Early retirement

By: Francis B. Ongkingco September 17,2016 - 10:04 AM

The Grade 4 boy looked haggardly beat up. I playfully messed up his hair to distract him and said, “You look like a steamroller had just ran over you, dude!”

“Worse, Father!”

“Really!?” I wondered what could be more fatal than what I described.

“I want an early retirement!” he said adamantly.

I explained that retirement only applies to someone who has been working in a job for a long time. After some years, he decides to dedicate himself to something different.

Moreover, retirement doesn’t always mean “the start of doing nothing.”

The young fellow was alert enough to stop eye-ball rolling me.

I must have reminded him of his mother!

Although many young people may not fully capture what adults say, it is sad that many of today’s young generation are being bred to already consider “early retirement.”

David Brooks, in his book Road to Character, observes how children are being raised by parents with a “conditional love” that forms their skills, talents, tasks and accomplishments instead of their character.

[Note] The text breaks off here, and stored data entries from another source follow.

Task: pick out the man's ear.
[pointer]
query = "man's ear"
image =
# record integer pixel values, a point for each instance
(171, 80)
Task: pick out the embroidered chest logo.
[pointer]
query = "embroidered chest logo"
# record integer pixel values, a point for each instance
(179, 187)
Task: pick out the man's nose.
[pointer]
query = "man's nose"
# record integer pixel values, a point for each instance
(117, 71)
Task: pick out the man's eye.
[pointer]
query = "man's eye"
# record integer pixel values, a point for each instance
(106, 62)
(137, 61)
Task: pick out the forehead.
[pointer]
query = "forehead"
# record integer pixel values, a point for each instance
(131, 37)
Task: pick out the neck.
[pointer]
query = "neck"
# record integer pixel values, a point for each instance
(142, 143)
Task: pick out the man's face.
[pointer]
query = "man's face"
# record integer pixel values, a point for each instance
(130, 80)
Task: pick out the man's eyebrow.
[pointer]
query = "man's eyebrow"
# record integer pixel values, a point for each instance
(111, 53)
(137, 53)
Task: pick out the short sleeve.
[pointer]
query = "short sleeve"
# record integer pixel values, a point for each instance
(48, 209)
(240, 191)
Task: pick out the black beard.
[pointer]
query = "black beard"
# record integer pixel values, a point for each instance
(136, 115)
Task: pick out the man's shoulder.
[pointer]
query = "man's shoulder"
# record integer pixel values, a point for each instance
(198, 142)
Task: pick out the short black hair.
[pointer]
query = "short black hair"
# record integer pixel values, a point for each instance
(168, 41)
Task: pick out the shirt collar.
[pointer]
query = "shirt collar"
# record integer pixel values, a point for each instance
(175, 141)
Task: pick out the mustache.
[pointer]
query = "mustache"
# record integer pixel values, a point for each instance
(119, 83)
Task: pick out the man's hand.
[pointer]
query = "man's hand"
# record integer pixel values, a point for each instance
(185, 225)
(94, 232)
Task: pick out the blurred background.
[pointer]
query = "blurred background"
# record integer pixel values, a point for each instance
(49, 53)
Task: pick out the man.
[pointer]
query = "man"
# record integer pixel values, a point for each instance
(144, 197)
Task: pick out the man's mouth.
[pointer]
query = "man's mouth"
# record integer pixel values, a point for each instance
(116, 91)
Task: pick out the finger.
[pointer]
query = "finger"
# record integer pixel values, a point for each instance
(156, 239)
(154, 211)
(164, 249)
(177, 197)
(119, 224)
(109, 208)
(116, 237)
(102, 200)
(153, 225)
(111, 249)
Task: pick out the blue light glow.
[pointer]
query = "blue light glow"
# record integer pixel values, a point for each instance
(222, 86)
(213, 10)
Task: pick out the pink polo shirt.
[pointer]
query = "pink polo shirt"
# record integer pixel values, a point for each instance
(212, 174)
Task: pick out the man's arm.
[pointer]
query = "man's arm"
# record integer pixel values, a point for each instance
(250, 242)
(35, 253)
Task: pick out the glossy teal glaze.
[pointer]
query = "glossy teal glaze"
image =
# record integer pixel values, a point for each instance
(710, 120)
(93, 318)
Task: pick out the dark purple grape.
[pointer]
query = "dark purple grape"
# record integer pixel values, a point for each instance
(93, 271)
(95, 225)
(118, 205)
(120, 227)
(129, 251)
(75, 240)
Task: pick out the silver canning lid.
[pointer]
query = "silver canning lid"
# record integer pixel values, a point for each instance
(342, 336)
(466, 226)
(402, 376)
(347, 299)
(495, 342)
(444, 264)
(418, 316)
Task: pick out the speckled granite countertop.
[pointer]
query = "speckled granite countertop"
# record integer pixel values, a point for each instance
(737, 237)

He says there are two important defining features of child rearing today: “children are now praised to an unprecedented degree” and “they are honed to an unprecedented degree.” He explains:

“These two great trends — greater praise and greater honing — combine in interesting ways. Children are bathed in love, but it is often directional love. Parents shower their kids with affection, but it is not simple affection, it is meritocratic affection — it is intermingled with the desire to help their children achieve worldly success.

“But the whole situation is more fraught than it appears at first glance. Some children assume that this merit-tangled love is the natural order of the universe. The tiny blips of approval and disapproval are built into the fabric of communication so deep that it is below the level of awareness. Enormous internal pressure is generated by the growing assumption that it is necessary to behave in a certain way to be worthy of another’s love.” (Road to Character, Chapter 10: The Big Me)

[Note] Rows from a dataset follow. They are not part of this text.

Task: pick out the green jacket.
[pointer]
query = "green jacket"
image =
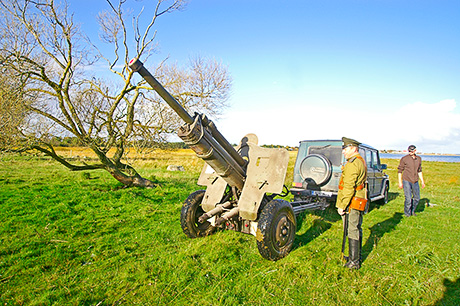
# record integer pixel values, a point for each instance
(352, 181)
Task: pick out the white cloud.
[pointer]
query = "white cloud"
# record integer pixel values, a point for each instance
(433, 128)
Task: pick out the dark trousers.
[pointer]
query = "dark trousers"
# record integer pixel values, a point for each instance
(355, 221)
(412, 195)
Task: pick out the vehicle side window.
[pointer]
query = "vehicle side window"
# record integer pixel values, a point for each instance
(369, 161)
(375, 160)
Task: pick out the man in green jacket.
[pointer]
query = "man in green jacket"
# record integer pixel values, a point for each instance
(352, 186)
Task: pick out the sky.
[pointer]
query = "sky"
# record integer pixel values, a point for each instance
(384, 72)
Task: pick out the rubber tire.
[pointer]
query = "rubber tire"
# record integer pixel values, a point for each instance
(276, 230)
(385, 198)
(314, 159)
(191, 211)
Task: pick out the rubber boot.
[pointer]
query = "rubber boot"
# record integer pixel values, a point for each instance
(354, 260)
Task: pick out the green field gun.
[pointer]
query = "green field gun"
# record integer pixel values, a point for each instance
(241, 183)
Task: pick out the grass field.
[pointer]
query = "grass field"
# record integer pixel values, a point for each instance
(78, 238)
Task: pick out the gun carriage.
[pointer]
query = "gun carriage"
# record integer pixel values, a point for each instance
(241, 183)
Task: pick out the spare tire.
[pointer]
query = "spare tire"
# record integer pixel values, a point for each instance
(316, 169)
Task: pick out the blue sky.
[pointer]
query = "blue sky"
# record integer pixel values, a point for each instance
(381, 71)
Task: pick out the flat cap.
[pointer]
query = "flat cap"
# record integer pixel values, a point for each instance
(349, 142)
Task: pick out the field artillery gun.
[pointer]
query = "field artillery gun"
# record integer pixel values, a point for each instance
(241, 183)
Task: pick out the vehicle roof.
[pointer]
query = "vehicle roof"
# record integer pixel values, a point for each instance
(337, 140)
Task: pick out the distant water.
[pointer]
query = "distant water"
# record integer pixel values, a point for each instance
(443, 158)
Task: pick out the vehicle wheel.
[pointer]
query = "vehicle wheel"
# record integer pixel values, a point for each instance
(316, 168)
(385, 195)
(276, 230)
(191, 211)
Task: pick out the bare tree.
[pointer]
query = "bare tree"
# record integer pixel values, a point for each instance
(44, 49)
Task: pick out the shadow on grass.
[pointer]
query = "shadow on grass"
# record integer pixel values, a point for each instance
(330, 215)
(378, 231)
(319, 226)
(451, 293)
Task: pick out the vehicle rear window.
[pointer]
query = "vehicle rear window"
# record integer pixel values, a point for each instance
(333, 153)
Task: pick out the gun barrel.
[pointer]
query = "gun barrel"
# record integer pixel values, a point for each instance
(137, 66)
(202, 136)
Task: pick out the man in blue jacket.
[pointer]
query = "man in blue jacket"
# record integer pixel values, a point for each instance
(409, 173)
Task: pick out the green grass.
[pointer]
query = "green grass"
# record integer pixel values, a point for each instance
(70, 238)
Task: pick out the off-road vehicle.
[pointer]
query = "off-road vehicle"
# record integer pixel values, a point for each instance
(318, 168)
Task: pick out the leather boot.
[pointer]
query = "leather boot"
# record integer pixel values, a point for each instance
(354, 260)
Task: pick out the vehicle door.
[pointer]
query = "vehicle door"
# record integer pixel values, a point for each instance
(378, 173)
(370, 172)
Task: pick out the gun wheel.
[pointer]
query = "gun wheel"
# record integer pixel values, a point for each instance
(191, 211)
(276, 230)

In these incisive points we begin to understand that there may be some weight after all to children’s claim about being “stressed” or wanting to “retire early.”

It isn’t because they don’t want to do anything. It is more like they don’t know how and are thus reluctant to face the challenges and hardships of life on their own. It seems more emphasis is placed on educating them for their profession rather than for life.

Brooks adds another interesting description of this conditional love:

“Some parents unconsciously regard their children as something like an art project, to be crafted through mental and emotional engineering. There is some parental narcissism here, the insistence that your children go to colleges and lead lives that will give the parents status and pleasure.” (Ibid.)

Under the layer of multiple successes, awards, achievements and promotions is the atrophied and wrinkled layer of the person’s character that was left unattended or undeveloped through the years. The glaring consequence of a parental conditional love on their children is thus described:

“This conditional love is like acid that dissolves children’s internal criteria, their capacity to make their own decisions about their own interests, careers, marriages, and life in general.” (Ibid.)

The solution to this trend within the family and society is not easy. But we could as parents, guardians and educators reflect on Pope Francis’ words to the youth.

“God expects something from you. God wants something from you. God hopes in you. God comes to break down all our fences. He comes to open the doors of our lives, our dreams, our ways of seeing things. God comes to break open everything that keeps you closed in. He is encouraging you to dream. He wants to make you see that, with you, the world can be different. For the fact is, unless you offer the best of yourselves, the world will never be different.” (World Youth Day, Vigil Mass, Poland 2016)

We could convey these invisible ideals to them without “retiring ourselves” or “throwing in the towel” when dealing with so-called millennials. But we must take the first steps to get out of our own shells and climb down from the walls we have built around our egos.

Only then, will we be genuine witnesses and guides who can constantly seek ways and means to invite the youth to leave their artificial shells of comfort and insecurity and walk with them to take on the daily adventures of life and love.